ADVANCED ARM EXPLOITATION

Black Hat USA 2012

Presented by: Stephen Lawler, Stephen Ridley
Date: Wednesday July 25, 2012
Time: 10:15 - 11:15
Location: Palace I
Track: Mobile

"Hardware Hacking" is all the rage. Early last year (2011) we at DontStuffBeansUpYourNose.com debuted a talk entitled "Hardware Hacking for Software People" (see: http://bit.ly/pGAGlO). The talk was a collection of experiences and simple techniques we as laymen had discovered/used over the years to perform very simple hardware penetration testing. We covered a range of topics from hardware eavesdropping and bus tapping to simple integrated circuit interfacing and debugging. The popularity of the talk, paper/slides, and video was surprising. People were really hungry for this stuff.

Although that talk did conclude with demonstration of a real-world bug in a home cable modem, it did not dive into the gritty details of exploitation on embedded processors. Late last year (2011) we developed and privately delivered 5 day courses that taught Advanced software exploitation on ARM microprocessors (used in iPhones, appliances, iPads, Androids, Blackberries, et al.) We opened that course to the public for CanSecWest 2012 and Blackhat 2012 (see http://bit.ly/wKHKsG) The response to that too has been very surprising.
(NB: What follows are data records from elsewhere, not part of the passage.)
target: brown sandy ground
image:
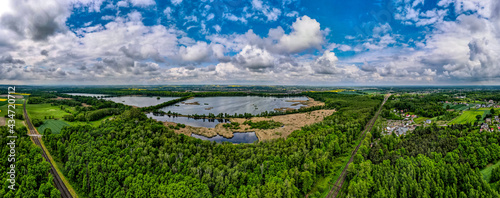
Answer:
[164,110,335,141]
[52,96,73,100]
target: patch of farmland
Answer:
[37,120,70,134]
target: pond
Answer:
[146,113,229,128]
[191,132,259,144]
[64,93,107,97]
[104,96,179,107]
[161,96,308,115]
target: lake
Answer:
[104,96,179,107]
[66,93,179,107]
[191,132,259,144]
[64,93,107,97]
[146,113,229,128]
[161,96,308,115]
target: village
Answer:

The purpose of the talk is to reach a broader audience and share the more interesting bits of the research that went into developing the Practical ARM Exploitation course that we are giving at Blackhat 2012. We discuss reliably defeating XN, ASLR, stack cookies, etc. using nuances of the ARM architecture on Linux (in embedded applications and mobile devices). We will also demonstrate these techniques and discuss how we were able to discover them using several ARM hardware development platforms that we custom built (see: http://bit.ly/zaKZYH ). We will also share some anecdotal "hardware hacking" experiences we had exploiting similar bugs on embedded devices running on other platforms (see: http://bit.ly/pGAGlO)

Stephen Ridley

Stephen A. Ridley is a security researcher with more than 10 years of experience in software development, software security, and reverse engineering. He currently serves as Director of Information Security for a financial services firm. Before this, Mr. Ridley served as Senior Researcher at Matasano. Prior to that:Senior Security Architect at McAfee where he helped build the McAfee Security Architecture research group. Before that, he was a founding member of ManTech International's Security and Mission Assurance (SMA) group where he did vulnerability research and reverse engineering in support the U.S. defense and intelligence communities. He has spoken about reverse engineering and software security on every continent except Australia and Antartica (BlackHat, ReCon, Summercon, EuSecWest, Syscan and others). Mr. Ridley currently lives in Manhattan and frequently guest lectures at New York area universities such as NYU and Rensselaer Polytechnic Institute.

Stephen Lawler

Stephen Lawler is the Founder and President of a small computer software and security consulting firm. Mr. Lawler has been actively working in information security for over 7 years, primarily in reverse engineering, malware analysis, and exploit development. While working at Mandiant he was a principal malware analyst for high-profile computer intrusions affecting several Fortune 100 companies. Prior to this, as a founding member of ManTech International's Security and Mission Assurance (SMA) division he discovered numerous "0-day" vulnerabilities in COTS software and pioneered several exploitation techniques that have only been recently published. Prior to his work at ManTech, Stephen Lawler was the lead developer for the AWESIM sonar simulator as part of the US Navy SMMTT program. Stephen is also the technical editor of the book "Practical Malware Analysis" published by No Starch Press.